Sunday, January 28, 2007

MM Hawthorne: doubts, doubts, doubts...

Hi all,

I have to confess that I have had a lot of difficulties to understand the text. Now, I have a lot of doubts. I expound them here. I guess I have not enough background to follow the discussion; my fault, sorry.

DOUBT 1:

At a certain point Hawthorne asks: wouldn’t it be more charitable to interpret allegedly Bold Gabriel as Timid Gabriel? And he answers: Gabriel’s commitment to Ref. puts considerable pressure on us to interpret him as Bold.

Ref. Sentences of the form ‘That is F’ as uttered by Michael, are true only if Michael refers to something by ‘that’.

My doubt: If we accept that one can elaborate a semantic theory about a foreign language (in the relevant sense of foreign language that is in play here), what are the restrictions in our theorizing? For example, why cannot I use something like Ref* instead of Ref:

Ref*. Sentences of the form ‘That is F’ as uttered by Michael are true only if Michael refers to something-on-Michaels-domain-of-objects by ‘that’.

This way here there would be no reason to interpret allegedly Bold Gabriel as Bold Gabriel and not as Timid Gabriel.


DOUBT 2:

Hawthorne describes his Convention Lover as saying that: when thoughts were conceived of hyperintensionally, neither Gabriel nor Michael could express the thoughts of the other on account of the fact that the quantifiers of each were semantically alien to the other.
This leads to the non-acceptance of Ref 2. by a Convention Lover.
Ref 2. If Gabriel utters a truth by a sentence of the form ‘That is F’ then E(m)x(m) (‘that’ refers to x(m))
Doubt: But even if in general the Convention Lover might say this kind of things I do not see why in the specific case Hawthorne postulates he cannot say that Michael will be able to express the thoughts of the other because Gabriel’s language seems to be just a sublanguage of Michael’s language; a restriction of it.

DOUBT 3:
Hawthorne says that: The Convention Lover will happily speak of the truth and falsity of sentences with superficially more restrictive ontologies. But she will not use the familiar kinds of apparatus to describe how those sentences get to be true; she will not use the concepts of domain, reference, extension, property, and so on in this connection. One normally thinks of the concept of sentential truth as forming part of a family, linked integrally to such concepts as reference, being true of, and so on. Retain the family and one will inevitably favour the Plenitude Lover over the Convention Lover.
Doubt: But then, it seems like HaWthorne has chosen the Convention Lover easy to fight with.

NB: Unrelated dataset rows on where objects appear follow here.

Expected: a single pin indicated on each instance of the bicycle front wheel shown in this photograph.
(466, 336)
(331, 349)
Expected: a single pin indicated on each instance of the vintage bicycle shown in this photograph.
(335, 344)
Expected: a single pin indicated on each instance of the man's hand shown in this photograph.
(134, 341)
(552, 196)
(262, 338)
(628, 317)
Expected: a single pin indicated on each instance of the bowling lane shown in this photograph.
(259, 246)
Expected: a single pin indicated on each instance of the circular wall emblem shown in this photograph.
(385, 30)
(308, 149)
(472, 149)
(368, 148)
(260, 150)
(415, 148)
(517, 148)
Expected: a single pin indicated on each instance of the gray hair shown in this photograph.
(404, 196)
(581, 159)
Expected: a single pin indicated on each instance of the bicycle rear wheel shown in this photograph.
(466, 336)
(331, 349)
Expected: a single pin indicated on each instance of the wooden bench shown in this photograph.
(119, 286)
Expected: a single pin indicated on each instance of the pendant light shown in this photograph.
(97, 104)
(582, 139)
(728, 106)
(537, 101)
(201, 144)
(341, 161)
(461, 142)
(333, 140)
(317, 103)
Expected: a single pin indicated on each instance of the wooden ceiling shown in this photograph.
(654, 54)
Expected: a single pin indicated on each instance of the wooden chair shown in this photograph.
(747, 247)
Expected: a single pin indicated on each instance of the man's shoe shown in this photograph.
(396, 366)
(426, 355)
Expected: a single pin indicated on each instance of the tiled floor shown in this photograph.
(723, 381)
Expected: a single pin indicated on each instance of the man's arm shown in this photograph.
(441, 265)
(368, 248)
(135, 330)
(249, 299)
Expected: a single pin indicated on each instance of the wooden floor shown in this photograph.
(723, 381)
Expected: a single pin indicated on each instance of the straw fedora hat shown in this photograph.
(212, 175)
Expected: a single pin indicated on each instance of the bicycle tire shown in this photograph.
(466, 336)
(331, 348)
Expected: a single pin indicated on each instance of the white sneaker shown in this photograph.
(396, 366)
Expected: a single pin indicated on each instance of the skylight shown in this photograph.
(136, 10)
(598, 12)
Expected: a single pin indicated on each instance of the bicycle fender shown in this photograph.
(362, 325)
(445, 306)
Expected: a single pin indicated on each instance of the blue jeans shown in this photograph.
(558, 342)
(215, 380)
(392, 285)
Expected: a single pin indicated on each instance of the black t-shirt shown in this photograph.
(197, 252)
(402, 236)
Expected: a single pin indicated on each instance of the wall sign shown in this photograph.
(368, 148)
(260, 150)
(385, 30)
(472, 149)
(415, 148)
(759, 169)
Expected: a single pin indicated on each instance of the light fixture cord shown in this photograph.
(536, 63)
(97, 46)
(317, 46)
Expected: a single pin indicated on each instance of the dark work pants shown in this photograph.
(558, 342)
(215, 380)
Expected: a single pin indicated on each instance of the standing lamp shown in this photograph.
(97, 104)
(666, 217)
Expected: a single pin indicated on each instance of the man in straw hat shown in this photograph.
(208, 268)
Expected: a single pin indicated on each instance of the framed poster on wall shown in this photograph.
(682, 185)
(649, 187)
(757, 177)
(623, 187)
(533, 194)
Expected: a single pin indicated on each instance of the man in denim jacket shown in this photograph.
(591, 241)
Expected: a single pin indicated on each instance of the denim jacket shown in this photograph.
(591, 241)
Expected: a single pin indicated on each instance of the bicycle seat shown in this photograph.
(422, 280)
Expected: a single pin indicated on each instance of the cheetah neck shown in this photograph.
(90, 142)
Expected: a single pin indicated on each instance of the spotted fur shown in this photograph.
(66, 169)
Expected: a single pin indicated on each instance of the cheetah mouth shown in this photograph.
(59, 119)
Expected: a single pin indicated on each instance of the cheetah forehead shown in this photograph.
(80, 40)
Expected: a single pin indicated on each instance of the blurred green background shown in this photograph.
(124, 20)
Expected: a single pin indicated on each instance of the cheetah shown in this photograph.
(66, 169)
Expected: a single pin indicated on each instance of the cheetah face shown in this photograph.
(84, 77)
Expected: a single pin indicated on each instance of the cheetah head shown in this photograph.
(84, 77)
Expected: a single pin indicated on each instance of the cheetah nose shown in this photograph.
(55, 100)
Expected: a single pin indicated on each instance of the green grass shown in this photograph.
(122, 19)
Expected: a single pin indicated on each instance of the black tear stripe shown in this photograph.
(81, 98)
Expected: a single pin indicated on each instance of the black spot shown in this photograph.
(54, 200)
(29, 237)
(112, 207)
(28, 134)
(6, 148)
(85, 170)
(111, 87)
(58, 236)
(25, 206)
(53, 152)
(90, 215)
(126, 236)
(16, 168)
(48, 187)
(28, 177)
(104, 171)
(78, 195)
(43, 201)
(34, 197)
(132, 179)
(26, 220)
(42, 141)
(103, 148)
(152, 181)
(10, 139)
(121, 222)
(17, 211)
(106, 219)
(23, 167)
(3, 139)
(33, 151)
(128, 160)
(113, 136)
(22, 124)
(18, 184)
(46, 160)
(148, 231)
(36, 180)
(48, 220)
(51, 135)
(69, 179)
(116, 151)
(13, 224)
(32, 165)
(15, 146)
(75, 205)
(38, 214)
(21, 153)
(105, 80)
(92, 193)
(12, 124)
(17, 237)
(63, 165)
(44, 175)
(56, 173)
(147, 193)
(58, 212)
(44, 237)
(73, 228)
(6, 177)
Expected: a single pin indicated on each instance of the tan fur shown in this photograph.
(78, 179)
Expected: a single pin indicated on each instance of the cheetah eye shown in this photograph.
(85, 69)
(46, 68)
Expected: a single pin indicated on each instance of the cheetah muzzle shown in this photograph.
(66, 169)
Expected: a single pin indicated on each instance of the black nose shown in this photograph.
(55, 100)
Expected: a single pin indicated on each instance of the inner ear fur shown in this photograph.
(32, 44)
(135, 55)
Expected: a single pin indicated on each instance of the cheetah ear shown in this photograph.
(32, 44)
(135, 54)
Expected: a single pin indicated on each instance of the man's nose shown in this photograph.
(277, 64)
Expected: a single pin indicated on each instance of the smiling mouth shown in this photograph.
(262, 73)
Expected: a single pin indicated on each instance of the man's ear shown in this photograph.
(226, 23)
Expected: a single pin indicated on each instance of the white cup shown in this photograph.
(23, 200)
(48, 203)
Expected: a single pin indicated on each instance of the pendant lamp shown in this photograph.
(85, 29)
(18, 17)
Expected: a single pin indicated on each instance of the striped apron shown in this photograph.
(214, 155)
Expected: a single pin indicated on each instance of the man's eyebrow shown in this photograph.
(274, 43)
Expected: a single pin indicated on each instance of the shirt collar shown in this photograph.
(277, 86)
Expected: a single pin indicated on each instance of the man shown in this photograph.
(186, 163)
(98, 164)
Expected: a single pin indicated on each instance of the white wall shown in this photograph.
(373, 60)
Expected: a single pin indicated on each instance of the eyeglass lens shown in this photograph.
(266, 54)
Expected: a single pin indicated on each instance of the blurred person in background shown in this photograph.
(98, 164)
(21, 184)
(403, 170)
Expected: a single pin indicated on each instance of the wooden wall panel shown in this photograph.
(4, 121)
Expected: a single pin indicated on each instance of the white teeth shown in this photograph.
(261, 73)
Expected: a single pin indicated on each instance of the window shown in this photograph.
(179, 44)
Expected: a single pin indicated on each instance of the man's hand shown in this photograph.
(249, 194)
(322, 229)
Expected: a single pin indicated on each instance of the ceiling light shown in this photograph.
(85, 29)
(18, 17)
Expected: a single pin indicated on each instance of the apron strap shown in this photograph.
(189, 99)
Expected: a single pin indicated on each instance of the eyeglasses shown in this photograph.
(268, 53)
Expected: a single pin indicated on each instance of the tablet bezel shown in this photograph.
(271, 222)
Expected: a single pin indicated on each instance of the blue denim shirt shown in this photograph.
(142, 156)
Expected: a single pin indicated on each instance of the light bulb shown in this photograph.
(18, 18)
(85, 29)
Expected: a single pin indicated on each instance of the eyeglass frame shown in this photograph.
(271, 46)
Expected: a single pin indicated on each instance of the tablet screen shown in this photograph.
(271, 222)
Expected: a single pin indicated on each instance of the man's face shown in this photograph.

What are his reasons not to choose a Convention Lover of the kind that defends there is no transcendent truth predicate (he says Quine and Carnap were of that sort.)

DOUBT 4:

Hawthorne says: Suppose we take the Convention Lover is speaking a language in which she is right to say of the central claims of her mereology –formulated in her language- that they are analytic. How would she then be situated vis-à-vis the Plenitude Lover?
And he adds: Let us suppose that the Plenitude Lover is speaking a language in which quantifiers and variables are deployed in such a way that the central tenets of his mereological theorizing are neither analytically true nor analytically false.
Doubt: it is my fault, but I have the following basic doubt: if one is a Plenitude Lover, is there some reason not to claim that the central tenets of mereology are analytic?